Review: The Road to Reality, by Roger Penrose

Roger Penrose, The Road to Reality: A Complete Guide to the Laws of
the Universe

1136 pages including bibliography and index, Knopf (February 2005)

For a book ostensibly about reality, this one talks a lot about
“magic”, “mystery”, occasional “miracles”, and especially
the Platonic world of mathematics (or more generally, of “truth”), which
Penrose forcefully argues has a reality all its own.

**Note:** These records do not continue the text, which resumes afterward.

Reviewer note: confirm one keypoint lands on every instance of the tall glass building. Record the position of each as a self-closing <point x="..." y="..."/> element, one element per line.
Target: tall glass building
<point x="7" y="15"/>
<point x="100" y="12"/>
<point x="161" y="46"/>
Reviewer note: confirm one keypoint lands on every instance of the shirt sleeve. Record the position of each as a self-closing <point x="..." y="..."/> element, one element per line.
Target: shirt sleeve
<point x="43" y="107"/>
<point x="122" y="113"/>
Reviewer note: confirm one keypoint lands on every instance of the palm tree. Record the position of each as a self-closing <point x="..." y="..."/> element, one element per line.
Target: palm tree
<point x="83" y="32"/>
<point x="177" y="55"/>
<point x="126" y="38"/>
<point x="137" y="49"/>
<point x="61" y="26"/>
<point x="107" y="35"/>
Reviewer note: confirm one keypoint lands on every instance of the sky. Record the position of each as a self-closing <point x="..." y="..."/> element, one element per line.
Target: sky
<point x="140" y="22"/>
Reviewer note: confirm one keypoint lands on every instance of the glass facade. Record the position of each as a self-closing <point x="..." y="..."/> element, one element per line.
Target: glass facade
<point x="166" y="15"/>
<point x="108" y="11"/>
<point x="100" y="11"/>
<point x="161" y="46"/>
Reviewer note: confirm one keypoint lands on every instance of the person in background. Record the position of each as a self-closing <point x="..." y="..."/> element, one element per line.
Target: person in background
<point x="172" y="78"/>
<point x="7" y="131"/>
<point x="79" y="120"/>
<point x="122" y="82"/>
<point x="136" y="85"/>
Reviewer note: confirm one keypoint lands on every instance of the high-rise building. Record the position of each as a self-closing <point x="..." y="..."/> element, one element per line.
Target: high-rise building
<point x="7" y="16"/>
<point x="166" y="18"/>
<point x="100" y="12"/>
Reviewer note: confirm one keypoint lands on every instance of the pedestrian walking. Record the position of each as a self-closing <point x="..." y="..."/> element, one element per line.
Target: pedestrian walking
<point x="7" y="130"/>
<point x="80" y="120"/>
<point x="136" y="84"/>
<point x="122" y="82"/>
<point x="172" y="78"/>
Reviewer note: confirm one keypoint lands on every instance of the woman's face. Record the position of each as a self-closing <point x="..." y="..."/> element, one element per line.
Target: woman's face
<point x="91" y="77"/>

Those who
fear arithmetic may be lulled by Penrose’s gentle preface,
which goes into some detail on fractions.
This introduces the important mathematical principle of equivalence
classes; in the case of fractions, pairs of integers are declared
equivalent in a simple way that leads to the normal rules of rational
numbers.

But Penrose goes far beyond the simple in his discussion of the
mathematical concepts underlying modern physics theories.
Penrose’s perspective on the mathematics relevant to reality is
highly geometrical and visual, and even experts in the field might find
new insights in his discussion of hyperbolic geometries, complex numbers
(where lies much of the “magic”), and tensors and symmetry groups. Visual
insight is difficult when one is talking about higher dimensional
spaces, and the lack of visual geometric insight is one of
Penrose’s complaints about the 10 or more dimensions of typical
string theories. Penrose provides startling new ways to look at
the four dimensions most relevant to our spacetime, although occasionally
his descriptions are marred by poor diagrams. Some of the sections
also seem to be missing his unique touch, relying on
more pedantic and traditional approaches to the math.

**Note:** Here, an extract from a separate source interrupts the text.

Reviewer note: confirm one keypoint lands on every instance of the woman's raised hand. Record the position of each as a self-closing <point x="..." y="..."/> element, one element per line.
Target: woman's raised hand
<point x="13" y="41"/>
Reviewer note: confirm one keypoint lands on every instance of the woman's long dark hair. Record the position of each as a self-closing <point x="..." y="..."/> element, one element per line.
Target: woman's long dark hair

For the very reasonable list price this is really three books in one,
and oddly organized for a book ostensibly directed at a lay audience
(it has been selling well!) First is a textbook on the mathematics
used by physical theories, complete with exercises. Penrose is
careful to define almost everything so an intelligent lay reader
could, in principle, follow, but the definitions
are brief and not entirely self-contained, and many readers will
lose hope fairly quickly. Second Penrose gives a semi-rigorous
introduction to the fundamental theories of modern physics, including the
remarkable successes of both General Relativity and the quantum field theory
of the standard model of particle physics. The real payoff is in the
final portion of the book, chapters 27-34, which describes the
vast gap that still remains between nature and our theories.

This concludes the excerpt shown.